By Stephen McDonald
I had the opportunity to attend, for my first time, the PSIA Fall Conference (FC) as the Telemark representative for the Western Division. I was joined by eight people representing six divisions and two Psia National Telemark Team members to make up the Telemark Taskforce. Collectively we spent three days together on and off snow collaborating to generate education materials, evaluate the implementation the new Telemark Fundamentals, and to align our national telemark standards among the divisions.
Our efforts started long before the FC began by working together on Basecamp, an online meeting and information sharing site. Starting at last year’s Fall Conference the taskforce started generating questions for a national test bank for Telemark levels 1-3. Leading up to this year’s FC the list of questions was expanded, edited, and added to an online test bank available to all divisions. By working remotely this was finished and uploaded prior to the event.
At the last FC the Telemark Taskforce generated and adopted the six Telemark Fundamentals. They were introduced to division examiners last season and published in the Fall 2017 edition of 32 Degrees (page 98). At FC this year we looked at how the telemark fundamentals were received and how implementation was going. The consensus was that the fundamentals were a positive addition and overall were a success, although some minor refinements were needed. As a group we worked to discuss all the fundamentals and decided to slightly reword one to make it more accurately describe the use of the lead change in telemark skiing.
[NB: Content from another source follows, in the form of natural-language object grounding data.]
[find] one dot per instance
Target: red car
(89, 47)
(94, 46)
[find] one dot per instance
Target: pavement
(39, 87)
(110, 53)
Most of our time at FC was spent working together to write learning outcomes for level one telemark candidates. This process began with some online learning sessions and conference calls to learn the process of writing learning outcomes and assigning learning experiences, assessment activities, and assessment criteria for those outcomes. This allowed us to jump into collaborating amongst divisions to start applying learning outcomes to the level one national telemark standards. This was a messy process that forced us to change the way our standards are written and how they can be improved to better meet the needs of everyone involved in the learning and certifying experience. The goal is to create a statement that clearly defines what one would expect to achieve upon successful completion of certification (the Learning Outcome). For each learning outcome we attempt to create a clear description of achievement and performance (the Assessment Criteria). We then outlined activities the candidate will participate in to gain the knowledge and skills required to pass a certification exam (the Learning Experiences). Finally, we identify and list tasks the candidate can be assigned during the certification exam as evidence of learning (the Assessment Activities).
This process was not easy and involved a lot conversation among division representatives to convey everyone’s expectations of each certification level. Our time spent on snow made everything seem clear and then when we returned indoors it proved difficult to apply our thoughts to paper. We spent a lot of time indoors “word smithing” and finding common language. We completed part of the level one learning outcomes during the FC, but in the process learned how to apply learning outcomes to national standards. We hope to complete level 1 this season and move onto levels 2-3. Working together amongst divisions to apply learning outcomes will better align the divisions by painting a clear picture of what is involved to obtain the skills and knowledge for each certification level and how they will be tested. Overall the experience of Fall Conference was painful, enlightening, and entertaining. Plus, I got to spend my first few days making turns for the season with some pretty good telemarkers and spent my down time hanging around many great like-minded people who love sharing the snow sports experience.